I'm a little confused by the meaning of the second column in Ensembl's GTF annotation sets. According to the README and the online documentation, the second column is supposed to be the source of annotation (e.g. "havana"). However, when I actually look at the release 75 GTF (ftp directory), it looks like this:
#!genome-build GRCh37.p13
#!genome-version GRCh37
#!genome-date 2009-02
#!genome-build-accession NCBI:GCA_000001405.14
#!genebuild-last-updated 2013-09
1 pseudogene gene 11869 14412 . + . gene_id "ENSG00000223972"; gene_name "DDX11L1"; gene_source "ensembl_havana"; gene_biotype "pseudogene";
1 processed_transcript transcript 11869 14409 . + . gene_id "ENSG00000223972"; transcript_id "ENST00000456328"; gene_name "DDX11L1"; gene_source "ensembl_havana"; gene_biotype "pseudogene"; transcript_name "DDX11L1-002"; transcript_source "havana";
Notice how the second column actually seems to contain the transcript_biotype
(which is missing from the attributes), and the gene_source
is in the attributes? Is this a bug in their GTF generation? Is the documentation for some older version of GTF which is no longer supposed to be used?
I would guess that somewhere along the line Ensembl people decided to use the second column to store "bio_type" rather than the "source". I don't think it is a bug or something to do with old or new GTF format.

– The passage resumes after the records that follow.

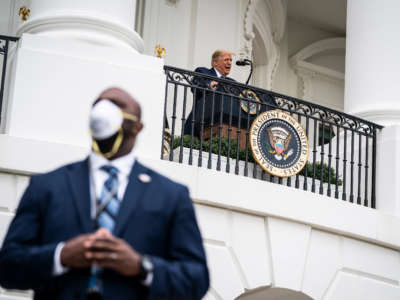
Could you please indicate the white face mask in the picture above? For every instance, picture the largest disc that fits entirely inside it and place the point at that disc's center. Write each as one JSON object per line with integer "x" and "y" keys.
{"x": 105, "y": 119}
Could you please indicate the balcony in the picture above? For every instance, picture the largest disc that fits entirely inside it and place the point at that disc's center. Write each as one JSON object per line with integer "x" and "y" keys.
{"x": 210, "y": 128}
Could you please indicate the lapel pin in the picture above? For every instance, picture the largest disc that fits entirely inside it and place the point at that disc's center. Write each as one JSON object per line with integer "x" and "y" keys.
{"x": 144, "y": 178}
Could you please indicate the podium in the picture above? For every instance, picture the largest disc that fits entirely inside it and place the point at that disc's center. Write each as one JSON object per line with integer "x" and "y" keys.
{"x": 233, "y": 112}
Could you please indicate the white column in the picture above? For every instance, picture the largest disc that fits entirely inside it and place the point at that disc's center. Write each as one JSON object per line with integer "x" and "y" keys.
{"x": 373, "y": 60}
{"x": 372, "y": 86}
{"x": 70, "y": 51}
{"x": 100, "y": 22}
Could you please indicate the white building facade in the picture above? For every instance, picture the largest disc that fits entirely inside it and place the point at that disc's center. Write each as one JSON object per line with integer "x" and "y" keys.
{"x": 263, "y": 240}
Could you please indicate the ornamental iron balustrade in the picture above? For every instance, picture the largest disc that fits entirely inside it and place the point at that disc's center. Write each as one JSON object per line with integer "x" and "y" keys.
{"x": 4, "y": 50}
{"x": 342, "y": 156}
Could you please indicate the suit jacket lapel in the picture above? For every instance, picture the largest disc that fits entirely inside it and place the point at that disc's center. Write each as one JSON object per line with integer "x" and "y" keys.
{"x": 133, "y": 194}
{"x": 78, "y": 177}
{"x": 212, "y": 72}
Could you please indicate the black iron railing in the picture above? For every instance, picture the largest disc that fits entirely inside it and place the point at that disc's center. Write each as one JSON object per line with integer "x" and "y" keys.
{"x": 208, "y": 120}
{"x": 4, "y": 50}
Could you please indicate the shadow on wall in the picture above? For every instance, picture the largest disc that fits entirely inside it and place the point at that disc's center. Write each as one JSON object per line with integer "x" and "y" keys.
{"x": 268, "y": 293}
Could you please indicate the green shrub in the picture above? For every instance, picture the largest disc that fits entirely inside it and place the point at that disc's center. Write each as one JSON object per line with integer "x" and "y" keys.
{"x": 187, "y": 140}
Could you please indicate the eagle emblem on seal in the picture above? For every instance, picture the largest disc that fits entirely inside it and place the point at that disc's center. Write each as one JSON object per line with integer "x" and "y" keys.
{"x": 279, "y": 140}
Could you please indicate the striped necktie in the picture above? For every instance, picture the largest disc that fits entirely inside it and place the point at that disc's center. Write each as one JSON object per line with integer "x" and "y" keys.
{"x": 106, "y": 215}
{"x": 109, "y": 199}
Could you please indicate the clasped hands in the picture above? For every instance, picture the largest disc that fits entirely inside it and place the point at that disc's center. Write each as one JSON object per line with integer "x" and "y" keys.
{"x": 103, "y": 249}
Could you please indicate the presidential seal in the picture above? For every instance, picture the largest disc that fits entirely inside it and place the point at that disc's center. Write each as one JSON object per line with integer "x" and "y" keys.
{"x": 279, "y": 143}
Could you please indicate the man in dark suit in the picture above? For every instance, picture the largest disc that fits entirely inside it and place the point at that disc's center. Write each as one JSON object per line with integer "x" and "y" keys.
{"x": 221, "y": 63}
{"x": 106, "y": 227}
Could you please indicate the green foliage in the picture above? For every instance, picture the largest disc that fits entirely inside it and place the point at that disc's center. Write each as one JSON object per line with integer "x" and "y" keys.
{"x": 232, "y": 151}
{"x": 326, "y": 172}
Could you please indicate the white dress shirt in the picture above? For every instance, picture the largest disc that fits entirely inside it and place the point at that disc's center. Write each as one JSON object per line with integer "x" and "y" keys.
{"x": 98, "y": 177}
{"x": 218, "y": 73}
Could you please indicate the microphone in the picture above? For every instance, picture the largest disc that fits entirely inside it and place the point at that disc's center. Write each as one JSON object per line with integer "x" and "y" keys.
{"x": 241, "y": 63}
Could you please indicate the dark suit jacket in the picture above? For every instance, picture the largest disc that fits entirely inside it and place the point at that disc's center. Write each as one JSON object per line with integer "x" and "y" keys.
{"x": 197, "y": 101}
{"x": 156, "y": 218}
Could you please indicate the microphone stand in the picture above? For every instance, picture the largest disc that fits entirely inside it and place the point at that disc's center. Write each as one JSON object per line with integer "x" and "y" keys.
{"x": 251, "y": 69}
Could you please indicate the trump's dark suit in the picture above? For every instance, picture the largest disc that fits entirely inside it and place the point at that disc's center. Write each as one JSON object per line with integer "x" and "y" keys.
{"x": 197, "y": 101}
{"x": 156, "y": 218}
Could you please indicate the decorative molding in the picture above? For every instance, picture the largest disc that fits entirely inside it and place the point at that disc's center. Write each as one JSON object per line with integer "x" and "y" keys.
{"x": 385, "y": 117}
{"x": 78, "y": 24}
{"x": 319, "y": 47}
{"x": 306, "y": 70}
{"x": 269, "y": 18}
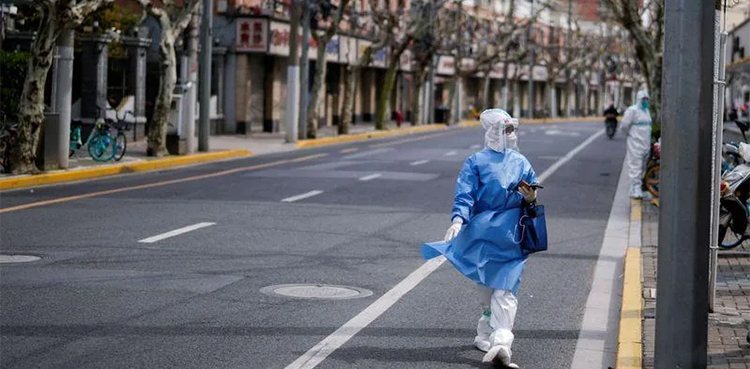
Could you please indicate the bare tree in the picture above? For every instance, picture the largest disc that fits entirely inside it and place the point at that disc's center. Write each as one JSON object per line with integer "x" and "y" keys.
{"x": 648, "y": 40}
{"x": 56, "y": 16}
{"x": 172, "y": 20}
{"x": 324, "y": 8}
{"x": 378, "y": 30}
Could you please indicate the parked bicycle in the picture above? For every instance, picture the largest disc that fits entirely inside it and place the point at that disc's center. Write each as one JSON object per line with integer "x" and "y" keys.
{"x": 107, "y": 140}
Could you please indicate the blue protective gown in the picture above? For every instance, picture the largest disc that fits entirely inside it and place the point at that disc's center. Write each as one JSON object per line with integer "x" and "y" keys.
{"x": 488, "y": 250}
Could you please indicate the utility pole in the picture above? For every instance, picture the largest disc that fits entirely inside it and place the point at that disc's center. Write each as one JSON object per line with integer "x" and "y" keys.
{"x": 292, "y": 76}
{"x": 304, "y": 71}
{"x": 682, "y": 280}
{"x": 530, "y": 42}
{"x": 205, "y": 74}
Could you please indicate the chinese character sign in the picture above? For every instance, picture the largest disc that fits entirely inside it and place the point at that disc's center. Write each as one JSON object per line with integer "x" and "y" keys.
{"x": 252, "y": 35}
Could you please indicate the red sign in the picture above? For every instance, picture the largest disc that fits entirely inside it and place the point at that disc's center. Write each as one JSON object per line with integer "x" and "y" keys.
{"x": 252, "y": 35}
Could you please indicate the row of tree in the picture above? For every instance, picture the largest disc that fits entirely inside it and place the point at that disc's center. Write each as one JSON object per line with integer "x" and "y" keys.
{"x": 58, "y": 16}
{"x": 448, "y": 27}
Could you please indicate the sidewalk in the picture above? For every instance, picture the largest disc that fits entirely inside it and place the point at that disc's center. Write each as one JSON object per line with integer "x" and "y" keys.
{"x": 727, "y": 326}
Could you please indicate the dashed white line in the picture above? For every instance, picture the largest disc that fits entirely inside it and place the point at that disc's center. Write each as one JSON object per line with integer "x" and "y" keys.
{"x": 371, "y": 177}
{"x": 317, "y": 354}
{"x": 327, "y": 346}
{"x": 176, "y": 232}
{"x": 302, "y": 196}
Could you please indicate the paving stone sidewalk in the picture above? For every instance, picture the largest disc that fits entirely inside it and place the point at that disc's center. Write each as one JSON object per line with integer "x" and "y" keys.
{"x": 728, "y": 325}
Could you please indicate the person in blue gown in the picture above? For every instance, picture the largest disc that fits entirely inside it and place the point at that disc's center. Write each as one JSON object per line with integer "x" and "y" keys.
{"x": 483, "y": 243}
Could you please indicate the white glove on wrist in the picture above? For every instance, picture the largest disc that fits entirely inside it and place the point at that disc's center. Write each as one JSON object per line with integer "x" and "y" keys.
{"x": 454, "y": 229}
{"x": 529, "y": 194}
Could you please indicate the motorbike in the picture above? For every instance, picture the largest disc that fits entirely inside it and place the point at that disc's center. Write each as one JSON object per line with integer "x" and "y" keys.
{"x": 610, "y": 124}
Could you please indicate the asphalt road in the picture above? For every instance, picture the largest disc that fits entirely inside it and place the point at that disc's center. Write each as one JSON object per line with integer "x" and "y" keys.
{"x": 99, "y": 298}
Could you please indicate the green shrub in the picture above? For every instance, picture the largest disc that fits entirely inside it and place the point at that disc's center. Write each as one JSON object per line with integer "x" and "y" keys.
{"x": 14, "y": 66}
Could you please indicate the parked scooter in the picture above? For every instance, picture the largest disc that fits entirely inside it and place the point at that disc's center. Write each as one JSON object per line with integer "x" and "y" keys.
{"x": 610, "y": 121}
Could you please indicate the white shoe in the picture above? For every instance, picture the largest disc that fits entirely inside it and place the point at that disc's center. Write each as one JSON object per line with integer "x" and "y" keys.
{"x": 499, "y": 355}
{"x": 482, "y": 343}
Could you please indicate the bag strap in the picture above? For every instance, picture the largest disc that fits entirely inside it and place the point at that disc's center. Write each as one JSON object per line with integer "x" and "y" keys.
{"x": 523, "y": 230}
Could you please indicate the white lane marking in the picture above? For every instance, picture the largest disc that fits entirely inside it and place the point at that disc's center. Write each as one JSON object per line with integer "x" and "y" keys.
{"x": 370, "y": 177}
{"x": 176, "y": 232}
{"x": 302, "y": 196}
{"x": 598, "y": 348}
{"x": 554, "y": 167}
{"x": 327, "y": 346}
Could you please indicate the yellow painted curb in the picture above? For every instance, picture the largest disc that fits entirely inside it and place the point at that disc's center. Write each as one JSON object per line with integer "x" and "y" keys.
{"x": 366, "y": 136}
{"x": 474, "y": 123}
{"x": 108, "y": 170}
{"x": 630, "y": 338}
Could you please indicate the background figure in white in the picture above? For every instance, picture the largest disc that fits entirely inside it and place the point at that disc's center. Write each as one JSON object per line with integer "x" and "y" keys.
{"x": 636, "y": 123}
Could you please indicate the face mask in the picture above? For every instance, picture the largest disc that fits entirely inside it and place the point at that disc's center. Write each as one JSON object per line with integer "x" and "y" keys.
{"x": 511, "y": 141}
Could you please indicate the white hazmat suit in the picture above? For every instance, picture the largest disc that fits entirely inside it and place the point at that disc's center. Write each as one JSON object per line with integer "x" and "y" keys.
{"x": 636, "y": 123}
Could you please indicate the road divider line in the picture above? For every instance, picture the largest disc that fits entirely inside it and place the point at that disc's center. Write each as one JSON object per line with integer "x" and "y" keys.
{"x": 302, "y": 196}
{"x": 159, "y": 184}
{"x": 338, "y": 338}
{"x": 407, "y": 140}
{"x": 370, "y": 177}
{"x": 554, "y": 167}
{"x": 176, "y": 232}
{"x": 319, "y": 352}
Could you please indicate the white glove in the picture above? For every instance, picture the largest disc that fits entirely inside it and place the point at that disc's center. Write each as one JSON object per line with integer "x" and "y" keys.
{"x": 529, "y": 194}
{"x": 454, "y": 229}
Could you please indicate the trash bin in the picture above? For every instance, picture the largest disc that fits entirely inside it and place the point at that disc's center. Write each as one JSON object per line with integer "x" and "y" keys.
{"x": 441, "y": 114}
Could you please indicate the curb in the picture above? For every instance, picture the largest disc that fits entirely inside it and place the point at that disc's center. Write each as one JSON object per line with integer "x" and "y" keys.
{"x": 317, "y": 142}
{"x": 474, "y": 123}
{"x": 630, "y": 336}
{"x": 109, "y": 170}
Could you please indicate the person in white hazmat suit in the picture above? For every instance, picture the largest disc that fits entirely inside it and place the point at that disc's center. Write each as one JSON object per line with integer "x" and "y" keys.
{"x": 636, "y": 124}
{"x": 480, "y": 244}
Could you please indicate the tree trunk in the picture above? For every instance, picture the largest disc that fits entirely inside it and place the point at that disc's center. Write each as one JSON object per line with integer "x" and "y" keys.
{"x": 416, "y": 104}
{"x": 381, "y": 109}
{"x": 455, "y": 80}
{"x": 157, "y": 133}
{"x": 349, "y": 93}
{"x": 321, "y": 67}
{"x": 22, "y": 154}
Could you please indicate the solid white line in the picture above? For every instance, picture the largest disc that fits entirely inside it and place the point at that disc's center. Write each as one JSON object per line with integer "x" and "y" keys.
{"x": 328, "y": 345}
{"x": 554, "y": 167}
{"x": 302, "y": 196}
{"x": 370, "y": 177}
{"x": 319, "y": 352}
{"x": 176, "y": 232}
{"x": 598, "y": 348}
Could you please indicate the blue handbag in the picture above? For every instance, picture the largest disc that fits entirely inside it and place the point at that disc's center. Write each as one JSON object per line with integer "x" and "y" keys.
{"x": 533, "y": 228}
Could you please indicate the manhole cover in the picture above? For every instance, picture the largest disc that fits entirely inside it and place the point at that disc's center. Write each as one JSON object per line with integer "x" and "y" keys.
{"x": 316, "y": 291}
{"x": 18, "y": 258}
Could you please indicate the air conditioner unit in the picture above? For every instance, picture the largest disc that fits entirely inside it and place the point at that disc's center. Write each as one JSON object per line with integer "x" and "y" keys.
{"x": 222, "y": 6}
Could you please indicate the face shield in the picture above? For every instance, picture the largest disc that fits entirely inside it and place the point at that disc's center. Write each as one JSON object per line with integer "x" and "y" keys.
{"x": 500, "y": 130}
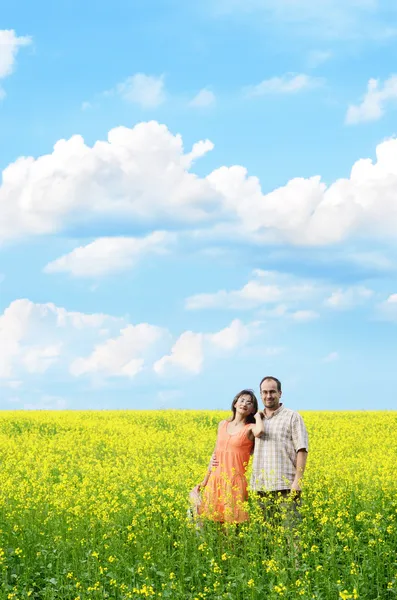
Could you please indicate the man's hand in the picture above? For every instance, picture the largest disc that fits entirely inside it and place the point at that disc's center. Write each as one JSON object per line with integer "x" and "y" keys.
{"x": 295, "y": 486}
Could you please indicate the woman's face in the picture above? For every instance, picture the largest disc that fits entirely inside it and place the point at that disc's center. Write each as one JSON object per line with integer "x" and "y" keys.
{"x": 244, "y": 405}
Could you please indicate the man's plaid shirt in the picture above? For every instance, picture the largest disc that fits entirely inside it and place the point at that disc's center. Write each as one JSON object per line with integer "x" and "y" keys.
{"x": 274, "y": 464}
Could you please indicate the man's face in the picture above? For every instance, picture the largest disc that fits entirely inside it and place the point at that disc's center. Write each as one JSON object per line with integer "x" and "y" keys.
{"x": 270, "y": 394}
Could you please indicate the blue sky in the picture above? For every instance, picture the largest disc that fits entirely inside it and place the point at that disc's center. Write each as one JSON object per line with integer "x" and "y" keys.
{"x": 193, "y": 196}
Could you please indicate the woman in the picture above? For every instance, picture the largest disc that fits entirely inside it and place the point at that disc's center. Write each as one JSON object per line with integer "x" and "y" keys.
{"x": 225, "y": 487}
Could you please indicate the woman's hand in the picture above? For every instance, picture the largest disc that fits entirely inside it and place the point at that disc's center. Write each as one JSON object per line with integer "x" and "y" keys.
{"x": 214, "y": 462}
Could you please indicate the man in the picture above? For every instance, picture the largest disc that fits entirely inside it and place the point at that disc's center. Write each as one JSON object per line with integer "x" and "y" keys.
{"x": 280, "y": 453}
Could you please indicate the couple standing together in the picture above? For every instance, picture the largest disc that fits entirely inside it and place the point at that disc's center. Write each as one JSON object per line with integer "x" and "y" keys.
{"x": 278, "y": 438}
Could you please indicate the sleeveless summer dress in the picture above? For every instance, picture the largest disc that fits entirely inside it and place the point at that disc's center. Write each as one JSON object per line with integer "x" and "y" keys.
{"x": 226, "y": 490}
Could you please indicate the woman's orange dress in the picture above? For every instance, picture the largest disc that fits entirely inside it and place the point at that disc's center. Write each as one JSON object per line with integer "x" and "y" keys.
{"x": 226, "y": 490}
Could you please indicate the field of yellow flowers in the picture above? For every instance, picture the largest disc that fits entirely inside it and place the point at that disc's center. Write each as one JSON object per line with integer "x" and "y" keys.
{"x": 93, "y": 505}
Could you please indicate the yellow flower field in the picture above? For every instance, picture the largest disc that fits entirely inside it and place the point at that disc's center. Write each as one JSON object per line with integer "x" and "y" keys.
{"x": 94, "y": 505}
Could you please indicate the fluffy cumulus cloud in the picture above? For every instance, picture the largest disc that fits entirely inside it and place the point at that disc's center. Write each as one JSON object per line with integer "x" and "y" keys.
{"x": 145, "y": 90}
{"x": 110, "y": 254}
{"x": 341, "y": 19}
{"x": 123, "y": 356}
{"x": 307, "y": 212}
{"x": 190, "y": 349}
{"x": 138, "y": 175}
{"x": 203, "y": 99}
{"x": 10, "y": 44}
{"x": 276, "y": 295}
{"x": 387, "y": 310}
{"x": 143, "y": 177}
{"x": 266, "y": 288}
{"x": 374, "y": 102}
{"x": 287, "y": 84}
{"x": 36, "y": 339}
{"x": 349, "y": 297}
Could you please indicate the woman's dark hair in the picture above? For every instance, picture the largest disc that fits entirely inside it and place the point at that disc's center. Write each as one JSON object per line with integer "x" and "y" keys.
{"x": 250, "y": 393}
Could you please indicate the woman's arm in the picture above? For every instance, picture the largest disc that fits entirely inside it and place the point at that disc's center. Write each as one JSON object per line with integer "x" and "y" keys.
{"x": 211, "y": 466}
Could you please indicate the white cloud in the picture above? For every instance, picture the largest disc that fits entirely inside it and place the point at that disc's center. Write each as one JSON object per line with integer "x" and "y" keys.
{"x": 138, "y": 175}
{"x": 10, "y": 44}
{"x": 47, "y": 403}
{"x": 141, "y": 176}
{"x": 110, "y": 254}
{"x": 123, "y": 356}
{"x": 303, "y": 316}
{"x": 318, "y": 57}
{"x": 233, "y": 336}
{"x": 372, "y": 107}
{"x": 331, "y": 357}
{"x": 145, "y": 90}
{"x": 43, "y": 339}
{"x": 37, "y": 337}
{"x": 268, "y": 287}
{"x": 387, "y": 310}
{"x": 187, "y": 354}
{"x": 306, "y": 211}
{"x": 287, "y": 84}
{"x": 333, "y": 19}
{"x": 190, "y": 349}
{"x": 203, "y": 99}
{"x": 349, "y": 297}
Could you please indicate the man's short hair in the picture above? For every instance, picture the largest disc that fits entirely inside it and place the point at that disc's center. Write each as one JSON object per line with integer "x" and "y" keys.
{"x": 278, "y": 382}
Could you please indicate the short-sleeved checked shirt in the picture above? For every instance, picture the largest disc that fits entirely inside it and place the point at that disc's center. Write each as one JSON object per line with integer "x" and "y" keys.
{"x": 274, "y": 464}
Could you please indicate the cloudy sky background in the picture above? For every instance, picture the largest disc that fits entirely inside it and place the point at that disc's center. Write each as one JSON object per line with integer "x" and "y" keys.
{"x": 195, "y": 195}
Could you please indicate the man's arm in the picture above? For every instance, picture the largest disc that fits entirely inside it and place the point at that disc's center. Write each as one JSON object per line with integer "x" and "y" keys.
{"x": 301, "y": 458}
{"x": 259, "y": 426}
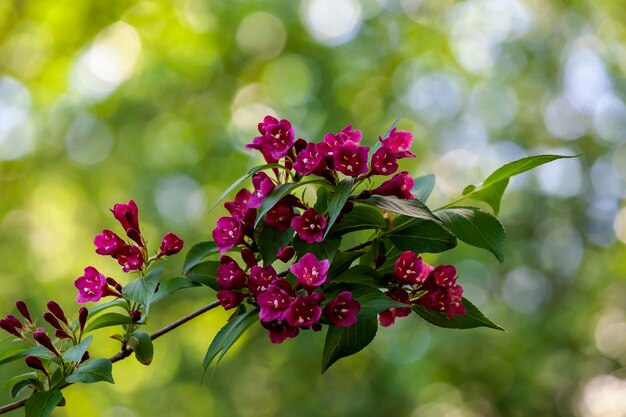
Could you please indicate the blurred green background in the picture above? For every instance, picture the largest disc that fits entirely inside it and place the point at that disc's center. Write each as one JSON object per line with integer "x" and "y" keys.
{"x": 103, "y": 101}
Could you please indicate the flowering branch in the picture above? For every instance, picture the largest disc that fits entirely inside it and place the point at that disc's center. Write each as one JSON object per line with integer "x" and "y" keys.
{"x": 124, "y": 353}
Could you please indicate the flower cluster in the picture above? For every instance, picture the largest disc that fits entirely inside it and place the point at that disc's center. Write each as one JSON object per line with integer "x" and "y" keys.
{"x": 131, "y": 256}
{"x": 285, "y": 309}
{"x": 413, "y": 282}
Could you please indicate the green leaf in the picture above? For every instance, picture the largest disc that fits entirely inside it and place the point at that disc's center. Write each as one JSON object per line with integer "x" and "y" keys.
{"x": 41, "y": 404}
{"x": 141, "y": 344}
{"x": 475, "y": 227}
{"x": 342, "y": 261}
{"x": 235, "y": 184}
{"x": 205, "y": 273}
{"x": 474, "y": 318}
{"x": 337, "y": 200}
{"x": 107, "y": 320}
{"x": 95, "y": 370}
{"x": 362, "y": 274}
{"x": 269, "y": 239}
{"x": 228, "y": 335}
{"x": 423, "y": 186}
{"x": 171, "y": 286}
{"x": 492, "y": 189}
{"x": 421, "y": 236}
{"x": 346, "y": 341}
{"x": 325, "y": 249}
{"x": 360, "y": 218}
{"x": 142, "y": 289}
{"x": 75, "y": 353}
{"x": 197, "y": 253}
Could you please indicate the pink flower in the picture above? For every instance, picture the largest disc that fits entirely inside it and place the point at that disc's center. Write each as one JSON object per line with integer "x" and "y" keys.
{"x": 384, "y": 162}
{"x": 410, "y": 269}
{"x": 227, "y": 233}
{"x": 351, "y": 159}
{"x": 310, "y": 226}
{"x": 308, "y": 160}
{"x": 399, "y": 185}
{"x": 399, "y": 143}
{"x": 91, "y": 286}
{"x": 170, "y": 245}
{"x": 230, "y": 276}
{"x": 108, "y": 243}
{"x": 342, "y": 310}
{"x": 310, "y": 272}
{"x": 130, "y": 258}
{"x": 262, "y": 187}
{"x": 388, "y": 317}
{"x": 304, "y": 311}
{"x": 127, "y": 215}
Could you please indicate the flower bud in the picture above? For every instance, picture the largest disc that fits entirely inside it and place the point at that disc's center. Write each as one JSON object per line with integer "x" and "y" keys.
{"x": 23, "y": 309}
{"x": 57, "y": 311}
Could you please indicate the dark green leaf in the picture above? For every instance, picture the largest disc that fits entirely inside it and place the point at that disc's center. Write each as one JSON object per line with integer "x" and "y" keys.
{"x": 228, "y": 335}
{"x": 171, "y": 286}
{"x": 197, "y": 253}
{"x": 75, "y": 353}
{"x": 107, "y": 320}
{"x": 141, "y": 344}
{"x": 337, "y": 200}
{"x": 325, "y": 249}
{"x": 421, "y": 236}
{"x": 423, "y": 186}
{"x": 269, "y": 239}
{"x": 346, "y": 341}
{"x": 474, "y": 318}
{"x": 341, "y": 262}
{"x": 475, "y": 227}
{"x": 95, "y": 370}
{"x": 492, "y": 189}
{"x": 41, "y": 404}
{"x": 360, "y": 218}
{"x": 205, "y": 273}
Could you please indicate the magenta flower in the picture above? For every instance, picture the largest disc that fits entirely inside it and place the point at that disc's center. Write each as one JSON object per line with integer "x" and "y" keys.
{"x": 279, "y": 331}
{"x": 127, "y": 215}
{"x": 273, "y": 302}
{"x": 308, "y": 160}
{"x": 229, "y": 299}
{"x": 130, "y": 258}
{"x": 170, "y": 245}
{"x": 342, "y": 310}
{"x": 230, "y": 276}
{"x": 280, "y": 215}
{"x": 444, "y": 294}
{"x": 261, "y": 277}
{"x": 91, "y": 286}
{"x": 388, "y": 317}
{"x": 384, "y": 162}
{"x": 108, "y": 243}
{"x": 285, "y": 253}
{"x": 263, "y": 184}
{"x": 310, "y": 272}
{"x": 399, "y": 143}
{"x": 351, "y": 159}
{"x": 227, "y": 233}
{"x": 239, "y": 208}
{"x": 310, "y": 226}
{"x": 304, "y": 311}
{"x": 410, "y": 269}
{"x": 399, "y": 185}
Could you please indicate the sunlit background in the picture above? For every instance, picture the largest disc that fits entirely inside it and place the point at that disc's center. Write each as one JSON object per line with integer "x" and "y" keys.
{"x": 101, "y": 102}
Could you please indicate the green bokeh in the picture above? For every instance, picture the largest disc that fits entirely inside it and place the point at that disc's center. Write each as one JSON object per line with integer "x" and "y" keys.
{"x": 101, "y": 102}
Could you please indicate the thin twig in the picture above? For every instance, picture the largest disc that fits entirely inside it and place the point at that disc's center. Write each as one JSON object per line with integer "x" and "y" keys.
{"x": 123, "y": 354}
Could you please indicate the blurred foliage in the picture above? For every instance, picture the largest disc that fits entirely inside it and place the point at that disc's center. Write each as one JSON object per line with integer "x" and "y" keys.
{"x": 101, "y": 102}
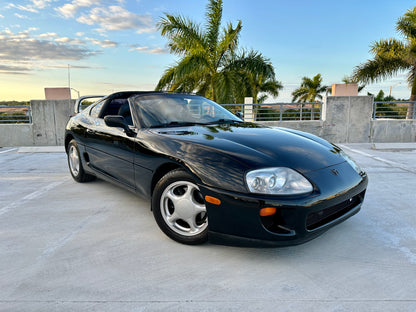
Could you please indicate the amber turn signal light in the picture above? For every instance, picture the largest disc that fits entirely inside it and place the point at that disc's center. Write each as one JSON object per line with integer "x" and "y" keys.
{"x": 268, "y": 211}
{"x": 212, "y": 200}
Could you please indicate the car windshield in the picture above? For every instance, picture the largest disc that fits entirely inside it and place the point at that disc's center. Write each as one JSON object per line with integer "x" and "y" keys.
{"x": 170, "y": 110}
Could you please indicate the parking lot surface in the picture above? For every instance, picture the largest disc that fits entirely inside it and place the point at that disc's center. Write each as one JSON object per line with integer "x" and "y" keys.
{"x": 66, "y": 246}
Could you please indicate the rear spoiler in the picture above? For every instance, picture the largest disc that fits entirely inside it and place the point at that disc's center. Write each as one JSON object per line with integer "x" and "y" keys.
{"x": 78, "y": 103}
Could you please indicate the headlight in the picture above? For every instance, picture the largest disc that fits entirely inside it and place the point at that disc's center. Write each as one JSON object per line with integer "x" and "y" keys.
{"x": 277, "y": 181}
{"x": 351, "y": 162}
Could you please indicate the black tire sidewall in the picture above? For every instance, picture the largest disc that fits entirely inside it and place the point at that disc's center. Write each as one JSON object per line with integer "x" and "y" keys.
{"x": 164, "y": 182}
{"x": 81, "y": 176}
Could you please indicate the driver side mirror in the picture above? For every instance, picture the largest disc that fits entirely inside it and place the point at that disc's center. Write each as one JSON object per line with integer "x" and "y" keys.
{"x": 118, "y": 122}
{"x": 239, "y": 115}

Wouldn't changing the meaning of the columns be a change in the GTF format? Otherwise, if the columns can mean arbitrary things, how is it a format at all?
I would still regard it as a format with loose structure with some columns following strict definitions while some not. All the columns were created to represent specific information or had some specific purpose at the time the GFF format was created. Later on some of these columns became non-useful but as this format was so widely adopted, people thought it won't be a good idea just to remove some of these columns. The first (chr), third (genic feature), fourth (start), fifth (end) and seventh columns (strand) have strict definitions and should contain the same information disregard of the source of the gtf file. I guess the information in second column or source column was used by people in the beginning but now it is not that important. Most of the current program that use gtf file use chromosome, start, end, strand information to extract positions of the genic feature. The third column and information in the ninth column is used to create hierarchy that relates exons to transcripts and transcripts to genes. I think pretty much most of the tools like snpEff (annotate variants) or RNA-seq count or RPKM generators only depend on columns that follow strict definitions.Whereas columns such as sixth column that was used to be a score column is not used anymore and contains ".". You can pretty much store any numeric information there.